Depending on the context of the term, asset refinance has various meanings:
- Used as a security for a loan
- Combined with other finance methods
- Refinancing business debt i.e debt consolidation
For the context of Company Rescue, we are focusing mainly on debt consolidation…
When businesses fall into trouble, debt can amount. The concept of refinancing business debt, means consolidating all of the debts into one, or changing one loan for another i.e swapping an expensive debt for a more affordable one. This allows breathing space for the struggling business.
It is essential that you chose the most suitable terms and rates provided by the chosen facilities, so the least risk is taken on.
The three benefits…
1. Savings from the lower rate of interest charged, or the smaller monthly repayments. You may chose to spread the same loan amount over a longer period of time, to reduce the size of individual repayment so each month the debt effect is less detrimental.
2. Simplicity from having one set of payments to your concern, rather than many. This allows single contact points rather than having to contact several lenders. Daily runnings of the business can be focused on instead.
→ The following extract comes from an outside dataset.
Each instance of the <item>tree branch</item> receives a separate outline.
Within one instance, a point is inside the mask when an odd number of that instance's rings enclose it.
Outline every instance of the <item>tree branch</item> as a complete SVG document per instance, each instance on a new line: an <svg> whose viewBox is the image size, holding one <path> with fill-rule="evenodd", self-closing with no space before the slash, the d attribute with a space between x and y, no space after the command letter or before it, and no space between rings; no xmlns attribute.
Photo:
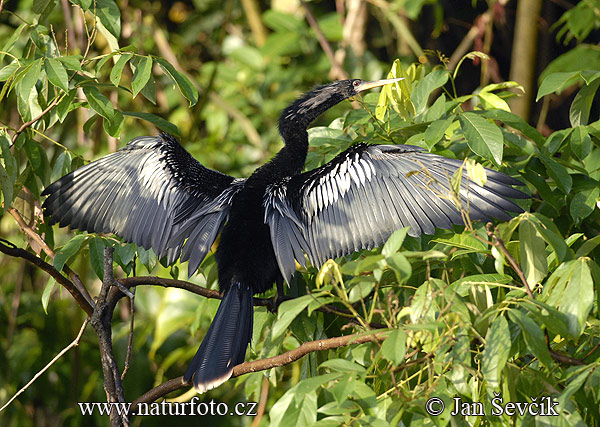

3. Safety from greater working capital being available.
Security for a loan
This is the use of assets (valuable business owned items) to secure a loan. If you cannot repay the business, lenders have every right to sell the asset to get their money back. Unsecured business loans also exist, these just having no particular asset attached – it is more risky as a more flexible decision arises for the lender, regarding what company asset to take.